Stan hated turnips nearly as much as he hated the Nazis, but what choice did he have? In his current condition he would have eaten worms and tree bark to fill his stomach. With the defiance of death he took the offered vegetable and nibbled at it. Between chews he said, “We thought you were dead. Where have you been all this time?”
“That’s a long story. After the invasion I escaped to England and joined the British Army. I’ll tell you about all of this later. Suffice to say I came into German captivity after the capitulation of the Home Army in the Warsaw Uprising.”
“You were there?” Stan asked with a feeble voice, feeling the fever returning. The mention of Warsaw triggered bad memories and the grief about his murdered twin brother threatened to choke him. He whispered, “Jarek is dead.”
Peter clasped Stan’s hand and squeezed it tightly. “I heard.”
“You heard?” Stan’s head ached with the confusing information he was receiving.
“Yes, I met Agnieska in Warsaw and she told me.”
So Agnieska is alive
? The fog penetrating Stan’s brain thickened, interrupted only by pangs of red-hot throbbing pain, and he barely heard Peter’s next question about their sister. “You know of Katrina?”
“She escaped a Nazi raid and is hiding on a friend’s farm.”
“Thank God,” Peter said, signs of relief showing in his face.
Stan remembered the escape at the last minute and how he’d handed his sister and her boyfriend over to Bartosz.
Bartosz!
Just before another wave of agony engulfed him, he managed to say, “My friend, Bartosz.
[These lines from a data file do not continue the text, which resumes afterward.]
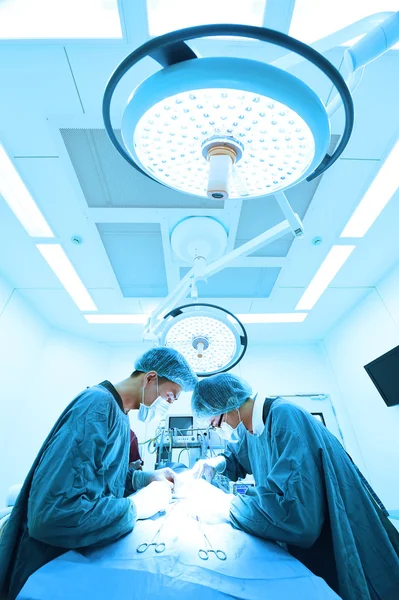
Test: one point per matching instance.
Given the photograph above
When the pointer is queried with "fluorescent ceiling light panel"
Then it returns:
(59, 19)
(376, 198)
(62, 267)
(169, 15)
(272, 317)
(313, 20)
(337, 256)
(131, 319)
(15, 193)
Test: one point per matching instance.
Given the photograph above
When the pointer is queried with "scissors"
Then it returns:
(204, 553)
(159, 546)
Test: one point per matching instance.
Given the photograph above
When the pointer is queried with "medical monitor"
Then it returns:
(384, 373)
(181, 422)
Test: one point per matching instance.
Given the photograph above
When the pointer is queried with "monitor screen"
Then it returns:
(182, 423)
(384, 373)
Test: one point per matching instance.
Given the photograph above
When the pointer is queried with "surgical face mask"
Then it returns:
(146, 413)
(229, 433)
(161, 407)
(158, 409)
(225, 431)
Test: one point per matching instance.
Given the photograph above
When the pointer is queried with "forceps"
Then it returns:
(159, 546)
(204, 553)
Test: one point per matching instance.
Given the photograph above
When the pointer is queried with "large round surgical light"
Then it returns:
(276, 127)
(211, 338)
(225, 127)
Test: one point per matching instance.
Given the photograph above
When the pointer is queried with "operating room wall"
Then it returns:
(369, 331)
(41, 370)
(23, 335)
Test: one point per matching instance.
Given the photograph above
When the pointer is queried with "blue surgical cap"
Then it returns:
(219, 394)
(170, 364)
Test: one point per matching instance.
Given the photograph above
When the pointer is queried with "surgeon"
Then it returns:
(308, 495)
(78, 491)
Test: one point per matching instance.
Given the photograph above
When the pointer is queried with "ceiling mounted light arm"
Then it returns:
(165, 49)
(372, 45)
(292, 217)
(181, 291)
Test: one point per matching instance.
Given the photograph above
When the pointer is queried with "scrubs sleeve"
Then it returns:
(70, 505)
(129, 483)
(288, 504)
(237, 463)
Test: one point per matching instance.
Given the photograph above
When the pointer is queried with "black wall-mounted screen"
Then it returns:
(384, 373)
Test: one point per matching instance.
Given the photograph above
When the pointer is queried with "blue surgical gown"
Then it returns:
(309, 495)
(74, 494)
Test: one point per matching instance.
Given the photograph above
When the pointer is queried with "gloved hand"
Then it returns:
(141, 479)
(153, 498)
(208, 467)
(208, 503)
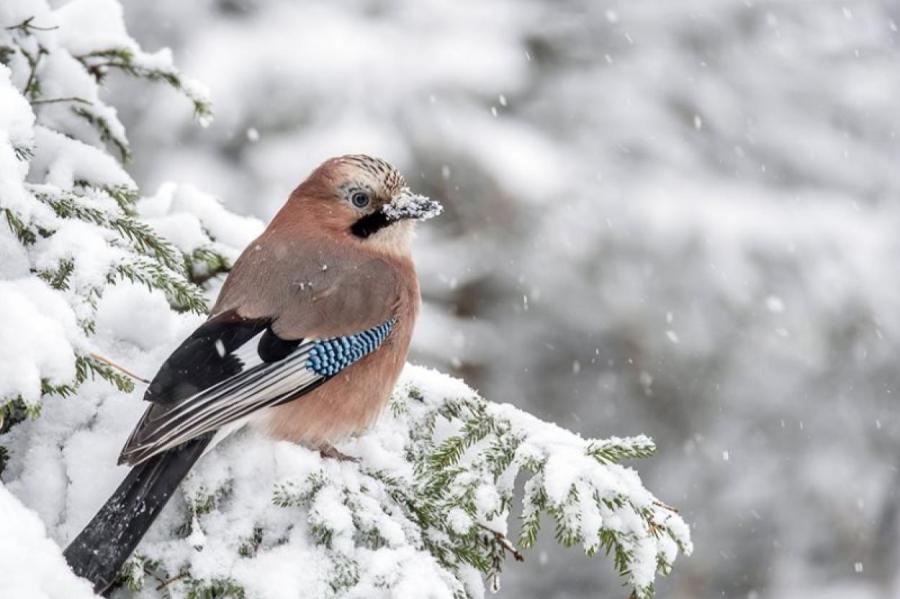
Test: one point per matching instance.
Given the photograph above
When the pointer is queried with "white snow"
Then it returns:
(33, 566)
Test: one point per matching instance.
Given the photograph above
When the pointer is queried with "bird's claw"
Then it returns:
(329, 451)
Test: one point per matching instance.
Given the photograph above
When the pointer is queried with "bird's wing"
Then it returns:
(230, 368)
(286, 321)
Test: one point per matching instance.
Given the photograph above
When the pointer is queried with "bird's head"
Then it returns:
(364, 199)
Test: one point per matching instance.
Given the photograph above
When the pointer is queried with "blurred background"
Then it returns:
(675, 218)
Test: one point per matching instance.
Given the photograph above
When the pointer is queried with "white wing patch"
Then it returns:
(258, 385)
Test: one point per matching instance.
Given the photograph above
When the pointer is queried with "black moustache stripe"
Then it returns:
(370, 224)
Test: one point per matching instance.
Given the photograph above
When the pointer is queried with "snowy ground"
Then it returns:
(676, 219)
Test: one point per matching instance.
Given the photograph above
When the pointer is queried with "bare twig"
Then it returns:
(121, 369)
(504, 542)
(55, 100)
(26, 25)
(171, 580)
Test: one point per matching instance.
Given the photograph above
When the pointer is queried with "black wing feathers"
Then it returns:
(203, 359)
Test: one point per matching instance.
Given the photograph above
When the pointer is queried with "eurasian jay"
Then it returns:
(305, 342)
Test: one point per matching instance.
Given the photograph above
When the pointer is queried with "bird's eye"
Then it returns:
(360, 199)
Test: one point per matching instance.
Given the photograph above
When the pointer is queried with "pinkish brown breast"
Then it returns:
(352, 400)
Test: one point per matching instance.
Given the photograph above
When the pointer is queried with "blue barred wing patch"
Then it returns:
(258, 385)
(329, 356)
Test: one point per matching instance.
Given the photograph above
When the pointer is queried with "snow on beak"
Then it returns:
(407, 204)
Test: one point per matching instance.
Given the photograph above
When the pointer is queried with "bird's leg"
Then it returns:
(326, 450)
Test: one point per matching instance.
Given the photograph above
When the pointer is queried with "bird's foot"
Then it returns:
(329, 451)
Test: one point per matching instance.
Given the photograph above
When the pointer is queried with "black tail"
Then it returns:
(108, 540)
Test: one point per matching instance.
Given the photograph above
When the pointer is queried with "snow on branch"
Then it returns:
(429, 503)
(68, 210)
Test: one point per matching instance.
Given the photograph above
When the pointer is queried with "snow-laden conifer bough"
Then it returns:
(307, 340)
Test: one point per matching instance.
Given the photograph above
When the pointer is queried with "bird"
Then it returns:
(305, 342)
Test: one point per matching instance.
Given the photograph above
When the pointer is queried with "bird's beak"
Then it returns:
(406, 204)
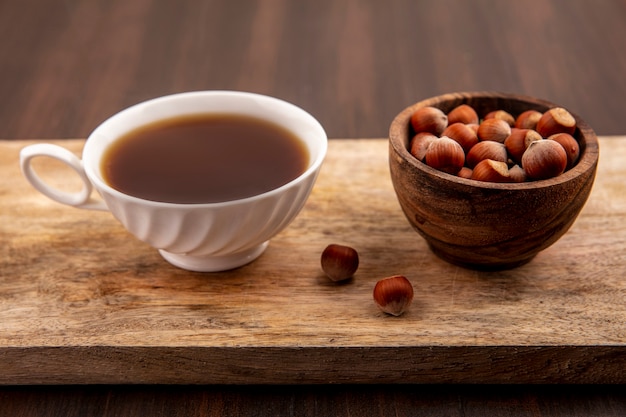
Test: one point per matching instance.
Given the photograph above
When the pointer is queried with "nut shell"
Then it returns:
(463, 134)
(486, 150)
(339, 262)
(429, 119)
(446, 155)
(419, 144)
(463, 114)
(394, 294)
(528, 119)
(518, 141)
(491, 171)
(570, 144)
(501, 115)
(496, 130)
(556, 120)
(544, 159)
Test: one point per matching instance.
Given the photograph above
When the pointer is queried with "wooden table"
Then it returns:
(354, 64)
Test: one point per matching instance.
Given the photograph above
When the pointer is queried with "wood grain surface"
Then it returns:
(82, 301)
(354, 64)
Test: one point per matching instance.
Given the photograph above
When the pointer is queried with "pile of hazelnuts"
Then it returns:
(500, 147)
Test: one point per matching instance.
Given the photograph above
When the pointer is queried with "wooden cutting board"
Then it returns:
(82, 301)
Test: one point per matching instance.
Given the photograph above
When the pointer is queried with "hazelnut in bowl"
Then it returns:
(473, 204)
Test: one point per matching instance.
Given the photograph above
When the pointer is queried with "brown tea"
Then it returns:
(204, 158)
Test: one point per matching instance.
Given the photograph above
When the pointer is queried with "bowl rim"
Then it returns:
(399, 138)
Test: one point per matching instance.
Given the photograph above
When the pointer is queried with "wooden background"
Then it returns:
(66, 65)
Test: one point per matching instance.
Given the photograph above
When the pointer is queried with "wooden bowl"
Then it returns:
(484, 225)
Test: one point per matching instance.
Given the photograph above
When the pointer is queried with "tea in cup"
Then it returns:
(207, 177)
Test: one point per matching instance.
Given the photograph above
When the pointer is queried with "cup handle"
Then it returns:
(81, 199)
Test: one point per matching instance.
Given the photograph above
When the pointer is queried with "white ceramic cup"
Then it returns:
(198, 237)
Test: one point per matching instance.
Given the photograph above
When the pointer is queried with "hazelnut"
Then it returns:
(572, 149)
(474, 127)
(339, 262)
(463, 114)
(419, 144)
(491, 171)
(429, 119)
(518, 141)
(465, 172)
(501, 115)
(544, 159)
(446, 155)
(486, 150)
(556, 120)
(528, 119)
(517, 174)
(463, 134)
(494, 129)
(393, 295)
He was captured, too. Is he alive?”
Peter paused at the name and a slow grin crossed his face. “He is most definitely alive. In fact, he was the one who insisted I find you.”
Stan closed his eyes, too weak and sick to continue the conversation. He groaned at the mounting pain and wished to return to the blessed darkness of unconsciousness.
“How’s the pain?” Peter’s voice came through the fog of agony.
“Climbing,” Stan pressed through gritted teeth as he tried to ignore the sharp pain taking over and consuming his thinking.
“I’d get you a nurse to give you some morphine, if I could, but there’s no such thing in here.”
Stan clenched his fists in an attempt not to yell. Peter was alive. Bartosz was alive, and Agnieska, too. Maybe things weren’t as bleak as they looked. Together they would persist and outlive those damn Nazis.